Before we proceed to the case for the prosecution, let us revisit the glorious literary past.
Grahame Greene despatched eastward an unhappy group of misfits and loners in Stamboul Train, Agatha Christie caused a murderous bunch of revenge seekers going the other way to encounter Hercule Poirot (in Murder on the Orient Express) and here, in an extract from From Russia with Love, we find Ian Fleming's James Bond arriving at the station.
The great trains are going out all over Europe, one by one, but still, three times a week, the Orient Express thunders superbly over the 1,400 miles of glittering steel track between Istanbul and Paris.
Under the arc-lights, the long-chassied German locomotive panted quietly with the laboured breath of a dragon dying of asthma. Each heavy breath seemed certain to be the last. Then came another. Wisps of steam rose from the couplings between the carriages and died quickly in the warm August air.
The Orient Express was the only live train in the ugly, cheaply architectured burrow that is Istanbul's main station. The trains on the other lines were engineless and unattended–waiting for tomorrow. Only Track No. 3, and its platform, throbbed with the tragic poetry of departure.
The heavy bronze cipher on the side of the dark blue coach said,
`COMPAGNIE INTERNATIONALE DES WAGON-LITS ET DES GRANDS EXPRESS EUROPEENS.
Above the cipher, fitted into metal slots, was a flat iron sign that announced, in black capitals on white, ORIENT EXPRESS, and underneath, in three lines:
ISTANBUL – THESSALONIKI – BEOGRAD
VENEZIA – MILAN
LAUSANNE – PARIS
Bond finds sex and death on the train but that's just his normal working day.
For an antidote to the romance I recommend Paul Theroux's 1975 book The Great Railway Bazaar. Theroux travelled by train from London to Japan, going out on the Orient Express and back on the Trans-Siberian. He was on the Orient Express as it was declining rapidly from flagship to unwanted and unloved.
The Orient Express, once unique for its service, is now unique amongst trains for its lack of itTheroux encounters unhelpful conductors, uncaring station staff and shoulder-shrugging officials, but no glamour on this leg of his huge journey. Experienced travellers brought plenty of booze and spent most of the time drinking it for want of anything else to do.
I learn from the fascinating article about it on The Man in Seat 61 that there was no such thing as "The" Orient Express. Trains from Paris to Vienna were first called by that name, then a route using the Simplon Pass to Milan, Belgrade and Constantinople became identified with the classic route but there were variants going off to Ostend, Calais and Berlin amongst others. Greene's train was the Ostend-Istanbul, Christie invented one with Pullman cars that didn't exist, Bond took the Simplon route. In any case the last through trains to Istanbul were in 2009 and today the luxury train that still bears the name Orient Express runs merely from Venice to Paris (with a few add ons). Glamorous it may be but it is not the train of legend and it is very expensive (about £2,800) for just one night on board.

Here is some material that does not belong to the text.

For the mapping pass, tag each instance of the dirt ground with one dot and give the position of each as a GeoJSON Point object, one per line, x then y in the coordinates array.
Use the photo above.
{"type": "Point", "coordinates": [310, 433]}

And there you have it. If you take this train you are travelling with relatively affluent tourists. You are not mixing with desperate salesmen, runaway actors, dodgy duchesses, elegant but unassuming detectives or men with a past. You will not be requested for 'papers' at several frontiers. The train will not halt in a bleak unpopulated landscape without warning for a few hours. The police will not halt it with a roadblock and proceed to search every compartment. It is just a posh train ride across Western Europe.